The face on the new Bulldog head, Jake Cassell insisted, should sport a permanent smile.
Jesse Smith agreed. A year earlier, in the spring of 2018, Jake had asked Smith, Winston Churchill High School’s athletic director, about playing the role of the school mascot. Smith’s ears perked up. Ever since his arrival at the Potomac school in 2016, he’d tried unsuccessfully to recruit a student to wear the costume known simply as the Bulldog. Then, a skinny sophomore with crooked glasses and a “big ole’ grin,” Smith recalls, walked into his office and volunteered to do it.
“You could just tell how sweet and genuine he was,” Smith says. “He had so much enthusiasm. I just knew there was no way this kid wasn’t going to do well.”
By the end of the school year, Jake, already well-liked by his peers, teachers and school administrators, had become beloved for the obvious joy he took from being the mascot. He had catchphrases. “Nailed it!” he would yell in his nasally, high-pitched voice after a basketball player drilled a jumper. “Awesome!” he would declare with a fist pump following a Churchill goal. When the football team scored a touchdown, he’d celebrate with fans, offering paw-to-hand high-fives to kids and grown-ups alike.
“He had this glow about him that everyone felt,” Smith says. “Even if they didn’t know who he was, they saw that radiating from him.”

Jake performed routines with the cheerleaders, usually shimmying and shaking a beat or two behind the girls, but always executing the moves with the same verve. He’d occasionally wear the gray, furry outfit to school—even on days there wasn’t a game.
People didn’t love Jake Cassell because he was the Bulldog, they loved the Bulldog because he was Jake Cassell.
Mascots generally try to hide their identity, but Jake didn’t think twice about posing for pictures “headless,” his mop of sweaty black hair and grin visible for all to see. “There was a shamelessness to the way that he presented himself to the world,” says his father, Steve. “He wanted the whole world to know, ‘Hey, it’s me!’ We were always telling him to put his [Bulldog] head on, and he was like, ‘No, I’m good.’ ”
There was only one problem. The costume’s big, bulky head had a scowl plastered on its face that didn’t match the spirit of the teen wearing it. “Last year, we started the process of getting a new costume, and we talked all spring about the stuff he wanted,” Smith says. “I showed him a couple that had a menacing look, but Jake definitely wanted one with a smile.”
Late last July, Churchill Principal Brandi Heckert approved the purchase of the new costume. Days later, following Jake’s tragic death at the age of 17 in a bicycle accident, it was the smile of the kid who never got to wear it that she remembered during his memorial service.

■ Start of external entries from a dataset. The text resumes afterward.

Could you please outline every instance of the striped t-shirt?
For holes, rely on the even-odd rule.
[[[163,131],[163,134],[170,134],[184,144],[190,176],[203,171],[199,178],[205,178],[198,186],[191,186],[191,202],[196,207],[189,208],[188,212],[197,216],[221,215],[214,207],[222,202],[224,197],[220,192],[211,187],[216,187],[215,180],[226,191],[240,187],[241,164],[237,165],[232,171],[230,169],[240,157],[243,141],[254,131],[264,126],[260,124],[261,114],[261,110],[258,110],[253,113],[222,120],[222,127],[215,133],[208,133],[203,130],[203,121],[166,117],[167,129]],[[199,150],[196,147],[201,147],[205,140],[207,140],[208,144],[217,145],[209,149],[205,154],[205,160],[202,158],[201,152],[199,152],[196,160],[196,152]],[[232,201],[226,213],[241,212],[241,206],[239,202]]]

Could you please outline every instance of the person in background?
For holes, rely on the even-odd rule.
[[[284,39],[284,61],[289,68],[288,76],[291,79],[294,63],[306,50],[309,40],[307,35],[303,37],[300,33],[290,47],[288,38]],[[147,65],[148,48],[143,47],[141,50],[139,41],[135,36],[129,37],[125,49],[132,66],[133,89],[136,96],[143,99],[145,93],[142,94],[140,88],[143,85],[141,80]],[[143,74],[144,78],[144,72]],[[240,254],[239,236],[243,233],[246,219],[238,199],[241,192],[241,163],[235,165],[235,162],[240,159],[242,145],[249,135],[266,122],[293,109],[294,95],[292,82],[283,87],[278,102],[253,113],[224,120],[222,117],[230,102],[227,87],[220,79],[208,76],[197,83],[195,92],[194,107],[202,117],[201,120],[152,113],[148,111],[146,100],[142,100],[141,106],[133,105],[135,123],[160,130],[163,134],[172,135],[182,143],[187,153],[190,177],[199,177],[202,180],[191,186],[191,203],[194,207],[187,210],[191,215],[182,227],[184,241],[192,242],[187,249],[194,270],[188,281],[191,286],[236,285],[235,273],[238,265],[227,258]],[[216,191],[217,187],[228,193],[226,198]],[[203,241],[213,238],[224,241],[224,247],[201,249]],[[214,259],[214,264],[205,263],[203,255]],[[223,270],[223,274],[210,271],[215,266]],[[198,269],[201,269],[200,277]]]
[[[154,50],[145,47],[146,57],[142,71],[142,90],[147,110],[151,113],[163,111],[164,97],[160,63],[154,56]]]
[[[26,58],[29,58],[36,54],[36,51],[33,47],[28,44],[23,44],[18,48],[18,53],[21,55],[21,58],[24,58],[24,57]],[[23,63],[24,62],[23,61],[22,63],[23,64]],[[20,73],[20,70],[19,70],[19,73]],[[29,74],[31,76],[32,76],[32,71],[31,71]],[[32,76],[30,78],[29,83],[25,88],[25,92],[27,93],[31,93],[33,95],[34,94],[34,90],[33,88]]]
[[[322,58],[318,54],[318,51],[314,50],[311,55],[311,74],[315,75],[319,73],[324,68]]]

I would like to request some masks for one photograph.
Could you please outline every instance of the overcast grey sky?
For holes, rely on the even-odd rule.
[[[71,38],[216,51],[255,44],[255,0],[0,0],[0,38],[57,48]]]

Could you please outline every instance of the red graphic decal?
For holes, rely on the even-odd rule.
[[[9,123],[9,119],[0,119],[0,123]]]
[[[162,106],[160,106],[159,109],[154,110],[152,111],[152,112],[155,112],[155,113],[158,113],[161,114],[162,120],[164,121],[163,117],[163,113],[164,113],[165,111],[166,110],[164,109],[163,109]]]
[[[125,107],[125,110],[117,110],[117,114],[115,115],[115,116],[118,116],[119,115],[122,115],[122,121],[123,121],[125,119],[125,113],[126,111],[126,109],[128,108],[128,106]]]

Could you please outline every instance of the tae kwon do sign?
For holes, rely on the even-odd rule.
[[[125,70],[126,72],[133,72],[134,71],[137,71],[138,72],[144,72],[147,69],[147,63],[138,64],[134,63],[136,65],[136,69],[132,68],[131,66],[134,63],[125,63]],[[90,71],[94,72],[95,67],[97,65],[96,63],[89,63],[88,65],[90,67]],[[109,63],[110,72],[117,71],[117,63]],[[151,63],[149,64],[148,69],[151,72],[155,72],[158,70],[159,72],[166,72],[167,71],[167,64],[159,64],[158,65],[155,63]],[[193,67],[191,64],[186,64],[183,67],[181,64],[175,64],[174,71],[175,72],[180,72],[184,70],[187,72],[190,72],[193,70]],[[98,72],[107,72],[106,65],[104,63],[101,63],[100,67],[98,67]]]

The day Jacob Cassell was born, a fire broke out next door to his parents’ row house in D.C. Steve and his wife, Jennifer, don’t know if the trauma of that morning caused Jennifer to go into premature labor, but hours later their first child arrived six weeks early.

“His brain wasn’t developed enough to realize when he was eating or drinking that he had to stop and take a breath,” Jennifer says. “I was nursing, so I’d have to pull away so he would breathe, otherwise he would turn purple.”
It didn’t take long for his parents to sense that something was wrong. Looking at bright lights and ceiling fans would overstimulate Jake, causing him to tighten and flex his muscles. “I had to teach him how to crawl by getting on top of him, pushing his knees forward and moving his arms forward. Nothing came natural for him,” Jennifer says.
Jake was about 16 months old when the family received what Steve calls “the scarlet letter diagnosis.” Autism.
Jake had issues with his vestibular system, which affected his sense of balance. If his dad picked him up and turned him sideways, he’d go into a panic. Getting him to climb a couple of steps on a ladder at a playground was a major accomplishment. He had pica, a disorder that caused him to put things in his mouth, and suffered from obsessive-compulsive disorder.
But the whole of Jake was much more than the sum of the maladies that plagued him. Despite his challenges, he always reveled in human interaction. He viewed wherever he went and whatever he did as an opportunity to connect with people. Man, woman, boy or girl—it made no difference to him. One day in first grade at Burning Tree Elementary School in Bethesda, where the family had moved in 2004, Jake was acting up. When the teacher threatened to send him to the principal’s office, his face lit up like a Christmas tree. “Oh, I love the principal,” he said. “Let’s do that!”